When the Austrian director Michael Haneke picked up his Oscar for “Amour” last year, he was all smiles. The acclaim for “Amour” offered classical music lovers something to smile about as well, since Haneke’s sensitive use of Schubert is essential in making the disturbing story about aging engrossing and moving.
Operagoers in Madrid, however, were maybe a little more inclined to frown that Oscar night, given that Haneke was not on hand to take a curtain call for his inspired new production of Mozart’s “Così fan Tutte” at Teatro Real. That production is now on DVD and Blu-ray.

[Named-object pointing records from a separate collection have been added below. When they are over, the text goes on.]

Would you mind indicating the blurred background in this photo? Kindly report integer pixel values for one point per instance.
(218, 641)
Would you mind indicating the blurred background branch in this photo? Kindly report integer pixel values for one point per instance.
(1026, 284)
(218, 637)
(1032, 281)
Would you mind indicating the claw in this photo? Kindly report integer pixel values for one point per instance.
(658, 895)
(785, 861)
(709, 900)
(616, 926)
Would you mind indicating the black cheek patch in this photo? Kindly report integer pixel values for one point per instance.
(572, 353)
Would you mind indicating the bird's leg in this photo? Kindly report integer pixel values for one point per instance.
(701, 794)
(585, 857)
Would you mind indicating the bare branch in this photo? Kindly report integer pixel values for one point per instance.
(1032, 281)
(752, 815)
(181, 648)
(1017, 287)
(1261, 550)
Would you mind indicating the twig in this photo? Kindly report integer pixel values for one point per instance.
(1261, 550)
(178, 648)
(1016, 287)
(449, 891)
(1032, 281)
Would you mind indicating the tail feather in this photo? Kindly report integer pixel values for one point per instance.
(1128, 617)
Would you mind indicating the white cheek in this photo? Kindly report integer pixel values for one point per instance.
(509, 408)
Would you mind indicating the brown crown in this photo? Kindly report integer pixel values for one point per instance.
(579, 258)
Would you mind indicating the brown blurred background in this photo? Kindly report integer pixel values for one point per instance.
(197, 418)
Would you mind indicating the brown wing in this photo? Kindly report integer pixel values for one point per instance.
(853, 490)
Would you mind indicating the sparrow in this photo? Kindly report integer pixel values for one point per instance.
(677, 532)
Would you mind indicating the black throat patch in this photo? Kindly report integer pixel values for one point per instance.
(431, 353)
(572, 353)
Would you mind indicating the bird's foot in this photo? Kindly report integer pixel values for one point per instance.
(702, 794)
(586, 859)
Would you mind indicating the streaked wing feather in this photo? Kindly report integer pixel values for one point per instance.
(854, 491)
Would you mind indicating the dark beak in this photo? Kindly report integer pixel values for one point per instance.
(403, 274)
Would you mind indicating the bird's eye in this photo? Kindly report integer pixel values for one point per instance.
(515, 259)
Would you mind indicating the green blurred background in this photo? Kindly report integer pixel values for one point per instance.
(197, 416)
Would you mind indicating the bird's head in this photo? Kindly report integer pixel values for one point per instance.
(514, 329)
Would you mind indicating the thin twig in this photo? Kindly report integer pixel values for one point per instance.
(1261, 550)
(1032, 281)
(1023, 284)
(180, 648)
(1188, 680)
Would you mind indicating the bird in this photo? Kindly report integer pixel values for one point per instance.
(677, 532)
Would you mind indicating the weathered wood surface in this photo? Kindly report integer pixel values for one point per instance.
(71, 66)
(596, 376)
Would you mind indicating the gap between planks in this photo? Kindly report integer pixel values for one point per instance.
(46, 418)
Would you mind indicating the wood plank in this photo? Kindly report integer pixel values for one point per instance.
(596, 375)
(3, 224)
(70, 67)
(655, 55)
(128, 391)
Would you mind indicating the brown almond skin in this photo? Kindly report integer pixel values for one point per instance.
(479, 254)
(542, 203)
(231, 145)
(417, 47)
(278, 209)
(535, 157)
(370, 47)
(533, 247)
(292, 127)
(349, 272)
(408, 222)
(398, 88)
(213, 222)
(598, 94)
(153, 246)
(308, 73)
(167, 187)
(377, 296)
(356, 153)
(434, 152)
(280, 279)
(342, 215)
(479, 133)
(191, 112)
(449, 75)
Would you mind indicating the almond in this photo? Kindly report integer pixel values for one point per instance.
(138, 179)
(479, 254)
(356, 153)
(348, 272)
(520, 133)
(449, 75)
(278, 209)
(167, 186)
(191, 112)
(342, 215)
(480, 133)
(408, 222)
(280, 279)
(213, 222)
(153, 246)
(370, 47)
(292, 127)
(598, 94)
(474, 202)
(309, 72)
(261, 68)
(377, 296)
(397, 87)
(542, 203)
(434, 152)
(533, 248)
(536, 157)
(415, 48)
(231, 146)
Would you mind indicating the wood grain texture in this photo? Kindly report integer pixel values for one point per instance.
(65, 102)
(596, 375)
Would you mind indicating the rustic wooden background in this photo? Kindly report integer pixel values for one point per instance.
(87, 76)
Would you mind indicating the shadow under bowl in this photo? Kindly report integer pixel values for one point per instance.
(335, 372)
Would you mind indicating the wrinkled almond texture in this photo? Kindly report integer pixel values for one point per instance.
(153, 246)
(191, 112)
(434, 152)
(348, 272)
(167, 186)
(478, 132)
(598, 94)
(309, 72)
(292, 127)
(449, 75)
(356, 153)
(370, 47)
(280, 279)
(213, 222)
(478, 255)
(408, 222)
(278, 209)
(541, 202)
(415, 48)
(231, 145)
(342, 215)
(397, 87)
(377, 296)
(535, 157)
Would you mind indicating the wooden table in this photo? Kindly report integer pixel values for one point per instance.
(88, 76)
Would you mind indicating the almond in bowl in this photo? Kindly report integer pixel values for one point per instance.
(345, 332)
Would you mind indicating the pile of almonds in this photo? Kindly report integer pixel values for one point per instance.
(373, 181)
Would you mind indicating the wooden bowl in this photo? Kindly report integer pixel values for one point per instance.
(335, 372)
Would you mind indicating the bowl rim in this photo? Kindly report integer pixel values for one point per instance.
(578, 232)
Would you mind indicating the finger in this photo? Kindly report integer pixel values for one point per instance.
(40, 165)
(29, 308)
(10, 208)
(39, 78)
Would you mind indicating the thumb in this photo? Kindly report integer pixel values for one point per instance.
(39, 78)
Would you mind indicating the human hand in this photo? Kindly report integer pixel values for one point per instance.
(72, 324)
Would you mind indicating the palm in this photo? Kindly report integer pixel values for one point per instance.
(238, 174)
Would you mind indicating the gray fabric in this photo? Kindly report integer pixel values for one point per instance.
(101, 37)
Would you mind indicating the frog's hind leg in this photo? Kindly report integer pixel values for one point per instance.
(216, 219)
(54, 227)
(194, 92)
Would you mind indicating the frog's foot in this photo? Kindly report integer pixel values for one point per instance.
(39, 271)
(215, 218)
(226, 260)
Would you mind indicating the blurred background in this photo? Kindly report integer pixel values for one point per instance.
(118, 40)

It is Oscar quality, and this weekend is an excellent time to catch up with it, given that Friday night the Los Angeles Philharmonic unveils its own new production of Mozart’s opera at Walt Disney Concert Hall.
Expectations run high for this conclusion of the orchestra's cycle of the three late Mozart comic operas with librettos by Lorenzo Da Ponte, conducted by Gustavo Dudamel, directed by Christopher Alden and, this time, with sight-specific sets by Zaha Hadid and costumes by Hussein Chalayan.
Of all Mozart’s operas, “Così” is the most ambiguous and thus most open to different interpretations. Whatever Alden and crew come up with will invariably be vastly dissimilar to Haneke’s elegantly cinematic approach.
The Disney Da Ponte cycle is in fact practically film-proof. None of the operas have been documented. The productions are about being in the present moment. Haneke’s “Così,” on the other hand, is hard to imagine working as well in the theater as it does on the screen.
The set is one of those stunningly minimalist modern European interiors that he often enjoys using in his films. Most of the characters wear modern dress, but some are coated and bewigged in 1790 fashion from when the opera was written. The late 18th century was the start of the sexual revolution, and Haneke reveals just how little has changed when it comes to sexual politics.
We may think we now reveal more of ourselves in the post-Freudian age of social media disclosers and all that. But when it comes to lovers, the greatness of “Così” is how it shows that we are simply not fully wired to know what is going on with our own hormones at all times.
Da Ponte, a Lothario in his own right, debates the rights, wrongs and necessities of dalliance. Mozart offers musical perspective into uncertainty. And Haneke's rivetingly theatrical, brilliantly acted, well-sung and visually stunning production with a terrific but non-stellar cast, conducted by Sylvain Cambreling, provides a study in facades, drawing an exquisitely fine line between questioning and accepting.